Sono inoltre stati scoperti un podio di forma semicircolare e alcune aree pavimentate in pietra, che dovevano far parte di un edificio pubblico monumentale. Il ritrovamento non è del tutto casuale, dal momento che negli ultimi dieci anni la zona è stata oggetto di numerose campagne di scavo per un progetto di ricerca storico-geografica, condotto per conto dell’Albright Institute of Archaeology di Gerusalemme. “Nel corso delle prime stagioni, la parte superiore del cortile dei comandanti è stata rinvenuta a sud-ovest della Road n.66, e nello scavo attuale (condotto per conto dell’Autorità Israeliana per le Antichità) stiamo scoprendo la parte nord-orientale” – ha affermato Tepper.

L’antica base militare romana

Quella che è riemersa nei pressi di Tel Megiddo non è certo l’unica base militare romana ritrovata negli ultimi decenni in Israele, ma è di gran lunga quella di più vaste dimensioni, nonché quella abitata per un periodo di tempo maggiore. Finora, infatti, erano stati riportati alla luce solo insediamenti temporanei o piccoli accampamenti appartenenti a divisioni ausiliare. La base scoperta adesso appartiene invece alla VI Legione Romana “Ferrata”, ed è senza dubbio una delle più preziose testimonianze archeologiche di quel periodo.

“L’accampamento della legione romana è stata la base militare permanente di oltre 5.000 soldati romani per più di 180 anni, dal 117-120 al 300 d.C. circa. Due strade principali si intersecavano al centro dell’accampamento, e il suo quartiere generale fu eretto qui. Da questo punto di base venivano misurate e segnate con pietre miliari tutte le distanze lungo le strade imperiali romane verso le principali città del nord del Paese. I resti dell’antico edificio non si sono conservati in altezza, poiché la maggior parte delle pietre da costruzione sono state rimosse nel corso degli anni per essere riutilizzate in progetti edilizi durante il periodo bizantino e il primo periodo islamico” – ha spiegato Tepper.

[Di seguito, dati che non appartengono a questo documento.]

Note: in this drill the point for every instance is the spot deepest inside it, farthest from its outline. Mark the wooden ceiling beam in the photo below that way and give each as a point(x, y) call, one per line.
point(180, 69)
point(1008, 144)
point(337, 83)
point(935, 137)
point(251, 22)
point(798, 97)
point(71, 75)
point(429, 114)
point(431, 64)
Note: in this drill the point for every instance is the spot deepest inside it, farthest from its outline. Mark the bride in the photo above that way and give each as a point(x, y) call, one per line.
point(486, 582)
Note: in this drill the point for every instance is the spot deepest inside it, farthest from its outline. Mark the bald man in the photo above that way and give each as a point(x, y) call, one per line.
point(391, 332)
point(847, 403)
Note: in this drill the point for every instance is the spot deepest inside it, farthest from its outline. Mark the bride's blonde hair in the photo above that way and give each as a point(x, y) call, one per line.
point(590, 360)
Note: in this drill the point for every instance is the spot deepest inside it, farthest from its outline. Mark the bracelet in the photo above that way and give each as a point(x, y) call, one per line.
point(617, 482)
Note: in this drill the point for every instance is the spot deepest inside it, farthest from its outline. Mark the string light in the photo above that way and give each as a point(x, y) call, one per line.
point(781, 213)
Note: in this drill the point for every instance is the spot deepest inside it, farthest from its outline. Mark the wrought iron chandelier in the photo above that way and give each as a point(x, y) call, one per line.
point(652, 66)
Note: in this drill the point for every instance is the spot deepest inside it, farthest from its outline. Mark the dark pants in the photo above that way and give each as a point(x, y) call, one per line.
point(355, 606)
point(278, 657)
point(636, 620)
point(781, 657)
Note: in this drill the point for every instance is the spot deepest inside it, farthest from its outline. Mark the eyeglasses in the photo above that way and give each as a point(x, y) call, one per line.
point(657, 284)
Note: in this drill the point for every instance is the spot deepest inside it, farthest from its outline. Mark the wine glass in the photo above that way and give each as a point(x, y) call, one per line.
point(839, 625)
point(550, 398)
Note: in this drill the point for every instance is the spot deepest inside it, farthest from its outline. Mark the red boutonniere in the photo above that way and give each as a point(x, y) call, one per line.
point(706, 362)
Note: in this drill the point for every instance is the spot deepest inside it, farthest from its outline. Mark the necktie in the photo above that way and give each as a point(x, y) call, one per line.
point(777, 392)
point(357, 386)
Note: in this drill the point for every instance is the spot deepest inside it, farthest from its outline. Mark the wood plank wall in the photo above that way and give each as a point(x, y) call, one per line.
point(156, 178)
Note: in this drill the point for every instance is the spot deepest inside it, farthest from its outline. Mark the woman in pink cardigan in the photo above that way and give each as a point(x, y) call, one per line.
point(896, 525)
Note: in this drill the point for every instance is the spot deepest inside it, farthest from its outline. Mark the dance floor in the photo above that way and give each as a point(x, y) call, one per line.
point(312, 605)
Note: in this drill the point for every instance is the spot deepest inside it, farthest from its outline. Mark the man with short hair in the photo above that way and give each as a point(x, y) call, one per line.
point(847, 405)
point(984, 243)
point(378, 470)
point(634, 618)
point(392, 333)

Nel corso degli scavi, oltre ai resti degli edifici, sono stati rinvenuti numerosi reperti. Tra questi, diverse monete, parti di armi, cocci di ceramica e frammenti di vetro. La scoperta più importante riguarda però alcune tegole che riportano i timbri della VI Legione, le quali venivano impiegate per vari scopi: dalla copertura di edifici alla pavimentazione e al rivestimento dei muri.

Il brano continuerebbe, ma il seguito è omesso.